Rubens Burigo Neto
Especial para a Folha
Depois de cinco meses em restauração, o último exemplar de bonde elétrico que circulou em Curitiba deve ser instalado na Praça Tiradentes ou Generoso Marques até o fim do ano. O veículo será usado com finalidades turísticas, que não foram detalhadas pelo Instituto de Pesquisa e Planejamento Urbano de Curitiba (Ippuc), responsável pela utilização do bonde no projeto de revitalização do centro da cidade. Foi descartada a instalação do modelo restaurado, que circulou até a metade de 1952, no lugar onde está o ‘‘Bondinho da XV’’ que, na realidade, só trafegou nas ruas de Santos (SP).
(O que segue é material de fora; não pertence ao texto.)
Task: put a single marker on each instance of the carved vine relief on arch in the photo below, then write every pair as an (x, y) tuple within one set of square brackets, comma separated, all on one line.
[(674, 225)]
A restauração do Birney, de fabricação americana, está pronta há 15 dias. Só falta a pintura externa dos anúncios publicitários iguais aos que eram usados na época. A reforma foi feita por quatro funcionários da antiga Rede Ferroviária Federal (RFFSA), coordenados pelo mecânico e pesquisador ferroviário Carlos Dias Correia Augusto. Os custos da recuperação, estimados em R$ 50 mil, foram pagos pelo Sindicato das Empresas do Transporte Coletivo de Curitiba.
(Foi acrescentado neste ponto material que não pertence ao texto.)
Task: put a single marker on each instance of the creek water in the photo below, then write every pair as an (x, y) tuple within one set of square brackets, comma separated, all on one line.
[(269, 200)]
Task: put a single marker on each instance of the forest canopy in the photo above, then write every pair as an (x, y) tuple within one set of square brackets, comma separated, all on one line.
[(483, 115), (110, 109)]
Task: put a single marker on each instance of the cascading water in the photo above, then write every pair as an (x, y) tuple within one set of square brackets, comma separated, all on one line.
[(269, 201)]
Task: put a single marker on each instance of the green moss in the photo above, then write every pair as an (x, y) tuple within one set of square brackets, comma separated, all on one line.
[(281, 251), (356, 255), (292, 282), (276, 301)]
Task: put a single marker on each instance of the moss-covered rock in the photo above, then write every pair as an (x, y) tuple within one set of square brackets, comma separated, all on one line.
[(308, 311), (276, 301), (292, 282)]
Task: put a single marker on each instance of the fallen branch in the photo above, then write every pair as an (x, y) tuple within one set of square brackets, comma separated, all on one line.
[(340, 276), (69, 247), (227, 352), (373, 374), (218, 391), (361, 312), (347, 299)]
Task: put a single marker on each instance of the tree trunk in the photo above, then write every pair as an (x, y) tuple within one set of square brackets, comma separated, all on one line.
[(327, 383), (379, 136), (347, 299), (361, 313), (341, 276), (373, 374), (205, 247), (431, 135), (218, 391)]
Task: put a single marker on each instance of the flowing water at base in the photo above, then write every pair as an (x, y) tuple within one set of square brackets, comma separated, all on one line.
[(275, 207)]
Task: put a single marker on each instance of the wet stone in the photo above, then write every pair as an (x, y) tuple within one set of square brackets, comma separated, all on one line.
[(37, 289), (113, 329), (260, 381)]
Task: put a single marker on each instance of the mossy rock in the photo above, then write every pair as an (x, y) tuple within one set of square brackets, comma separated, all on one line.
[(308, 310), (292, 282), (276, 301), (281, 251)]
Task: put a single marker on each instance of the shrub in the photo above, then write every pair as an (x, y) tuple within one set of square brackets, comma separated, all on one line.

Externamente o bonde ficou com as cores originais usadas até a década de 50. O teto é num tom grafite, e o restante do veículo bicolor, amarelo e branco. Todos os equipamentos metálicos e de marcenaria foram refeitos na própria oficina da antiga RFFSA. O restaurador se baseou em fotografias antigas para manter a originalidade das peças. ‘‘O que nos facilitou um pouco foi a utilizar materiais modernos, como a massa plástica e tintas especiais, que vão conservar o veículo para que ele possa ficar exposto ao ar livre’’, salienta Correia. A preocupação com atos de vandalismo também foi priorizada. O acrílico inquebrável substitui alguns moldes de vidro. Outros equipamentos originais, fabricados em bronze, foram pintados.